Friends came. Cards. Brandy. Laughter until the candles guttered blue. When silence finally fell, he climbed the narrow stair and found the bed unturned, the hearth gone dead. Through the window he saw her—curled by the chimney, hair frozen stiff, lips the color of violets. He called her name as dawn bled into the fog. Royal Street woke to a scream that ran the length of the block.
The Restless Force
They laid Julie in St. Louis Cemetery No. 1, but the ground would not keep her. Each December, when the air grows heavy and the fog spills low over the wrought-iron balconies, she returns. Some see a woman in a white gown pacing the roof of 734 Royal, skin lit like pale gold. Others hear a soft sobbing threaded through the wind, or catch a breath of gardenia—Julie’s perfume—where no flowers grow.

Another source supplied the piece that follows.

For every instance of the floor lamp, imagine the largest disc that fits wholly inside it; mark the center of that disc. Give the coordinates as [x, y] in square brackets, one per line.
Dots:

The townhouse itself remains thinner there, as if the veil runs close. The air chills a degree when you pass. If you look up at the eaves on the coldest night, you may find a shape watching the sky, waiting for a promise that never warmed.
Emotional Stakes Bound to the Supernatural
Julie is not only a ghost—she is a choice, repeating. She is every door a heart refused to open. She is the weight of shame that outlived a man and marked a house. Étienne’s name passed on; his fear did too. But Julie’s love became the louder thing, and love, starved, learns to wander.
Walk Royal Street on a winter night. Let the music thin. When the world hushes between heartbeats, listen. If the mirror of a dark window shows eyes that are not yours, do not be afraid. Say her name gently. The city hears. It always has.